Foster Care Population Drops Again

New federal data indicate that child welfare reforms are drastically reducing the nation’s foster care population, which fell by 8 percent from 2008 to 2009 and by more than 20 percent since 2002.

There were 423,773 children in foster care at the end of fiscal 2009 (September 2009) – down from about 460,000 a year earlier and from more than 540,000 a decade ago, according to the U.S. Department of Health and Human Services. (A year-by-year chart is here.)

Child welfare experts attribute the decline to state and federal reforms aimed at preventing abuse and neglect, keeping children in their homes, placing more children in kinship care, and more quickly reunifying youths with their families after removal from home or permanently placing them for adoption. 

“All these efforts combined have really made an impact,” said Terri Braxton, vice president of the Child Welfare League of America (CWLA). “It’s a combination of legislation, wonderful practices and research, and people now doing what they know works.”

Child welfare advocate Richard Wexler, who is routinely at odds with the CWLA, agreed that much of the decline is due to welcomed changes in child welfare practice. “Most encouraging is the fact that, once again, a lot of the decline is being driven by a decline in the number of children taken from their parents in the first place,” said Wexler, executive director of the National Coalition for Child Protection Reform.
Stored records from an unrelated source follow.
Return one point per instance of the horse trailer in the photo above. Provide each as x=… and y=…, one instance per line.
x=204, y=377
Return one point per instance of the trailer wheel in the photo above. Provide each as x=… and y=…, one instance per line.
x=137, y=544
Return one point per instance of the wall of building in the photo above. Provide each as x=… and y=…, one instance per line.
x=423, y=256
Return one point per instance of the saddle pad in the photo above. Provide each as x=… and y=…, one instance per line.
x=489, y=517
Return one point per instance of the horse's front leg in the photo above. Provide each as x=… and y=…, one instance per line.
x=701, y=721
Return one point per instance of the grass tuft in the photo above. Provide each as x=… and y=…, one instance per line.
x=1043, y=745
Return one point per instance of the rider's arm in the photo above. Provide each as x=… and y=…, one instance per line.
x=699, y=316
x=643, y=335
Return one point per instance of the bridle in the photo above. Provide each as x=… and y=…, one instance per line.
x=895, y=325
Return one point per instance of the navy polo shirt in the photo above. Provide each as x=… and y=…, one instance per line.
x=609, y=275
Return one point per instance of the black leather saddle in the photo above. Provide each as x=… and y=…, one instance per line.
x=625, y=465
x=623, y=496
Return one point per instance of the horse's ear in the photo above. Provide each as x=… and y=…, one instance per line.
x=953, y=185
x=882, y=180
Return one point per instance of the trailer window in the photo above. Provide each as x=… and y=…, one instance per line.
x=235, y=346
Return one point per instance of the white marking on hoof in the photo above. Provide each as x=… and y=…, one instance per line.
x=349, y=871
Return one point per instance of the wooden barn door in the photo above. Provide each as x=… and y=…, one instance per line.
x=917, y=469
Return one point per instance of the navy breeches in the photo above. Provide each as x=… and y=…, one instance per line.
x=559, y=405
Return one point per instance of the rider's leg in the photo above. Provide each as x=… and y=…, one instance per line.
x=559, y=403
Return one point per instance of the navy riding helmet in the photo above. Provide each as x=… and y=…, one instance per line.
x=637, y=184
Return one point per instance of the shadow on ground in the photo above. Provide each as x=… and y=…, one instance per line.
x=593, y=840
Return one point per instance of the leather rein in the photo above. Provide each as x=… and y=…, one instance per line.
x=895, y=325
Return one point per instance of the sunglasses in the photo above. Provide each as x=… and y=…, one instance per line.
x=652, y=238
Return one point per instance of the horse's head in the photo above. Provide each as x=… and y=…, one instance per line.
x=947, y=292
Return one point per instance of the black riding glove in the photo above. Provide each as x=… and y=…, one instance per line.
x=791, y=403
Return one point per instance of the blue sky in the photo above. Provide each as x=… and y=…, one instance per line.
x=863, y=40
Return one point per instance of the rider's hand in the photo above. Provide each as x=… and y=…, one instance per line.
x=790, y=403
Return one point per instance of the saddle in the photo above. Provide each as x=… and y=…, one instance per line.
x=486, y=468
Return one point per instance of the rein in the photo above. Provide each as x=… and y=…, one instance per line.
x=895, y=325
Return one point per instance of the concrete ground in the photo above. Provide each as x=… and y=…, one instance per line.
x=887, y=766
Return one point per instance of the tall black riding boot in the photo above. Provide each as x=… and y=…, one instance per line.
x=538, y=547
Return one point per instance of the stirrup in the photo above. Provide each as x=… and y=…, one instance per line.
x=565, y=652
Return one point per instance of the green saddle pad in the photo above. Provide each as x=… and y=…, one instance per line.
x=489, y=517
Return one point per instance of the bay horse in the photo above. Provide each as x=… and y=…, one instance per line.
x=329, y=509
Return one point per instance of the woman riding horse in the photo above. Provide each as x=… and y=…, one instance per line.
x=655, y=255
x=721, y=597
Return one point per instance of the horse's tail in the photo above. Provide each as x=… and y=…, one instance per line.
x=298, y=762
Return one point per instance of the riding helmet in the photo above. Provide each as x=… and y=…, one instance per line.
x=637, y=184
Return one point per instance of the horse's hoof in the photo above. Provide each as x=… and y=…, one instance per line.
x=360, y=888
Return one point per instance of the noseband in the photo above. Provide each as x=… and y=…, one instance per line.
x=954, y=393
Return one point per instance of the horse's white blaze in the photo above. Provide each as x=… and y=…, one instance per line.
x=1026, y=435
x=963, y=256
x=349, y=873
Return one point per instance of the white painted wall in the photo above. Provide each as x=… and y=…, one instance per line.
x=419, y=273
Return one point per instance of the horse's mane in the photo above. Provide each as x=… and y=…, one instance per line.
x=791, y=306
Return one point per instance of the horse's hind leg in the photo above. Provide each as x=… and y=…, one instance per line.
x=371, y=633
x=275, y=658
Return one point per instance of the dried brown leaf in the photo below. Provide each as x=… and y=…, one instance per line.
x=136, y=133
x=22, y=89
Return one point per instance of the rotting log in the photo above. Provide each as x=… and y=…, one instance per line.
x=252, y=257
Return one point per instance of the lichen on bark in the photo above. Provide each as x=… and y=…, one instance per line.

The foster care population has been dropping since hitting 523,000 in 2002 (save a slight uptick in 2005), according to the Adoption and Foster Care Analysis and Reporting System (AFCARS), which is maintained by the Administration for Children and Families.

 Among the reasons for the overall decline from 2008 to 2009, according to AFCARS data:

* Fewer youths entering the system – 255,000, compared with 274,000.

* More youths adopted – 57,000, compared with 55,000.

* Fewer terminations of parental rights – 70,000, compared with 79,000.

 “The bad news,” Wexler said, “is that there still are far to many children taken and far too many trapped in foster care.”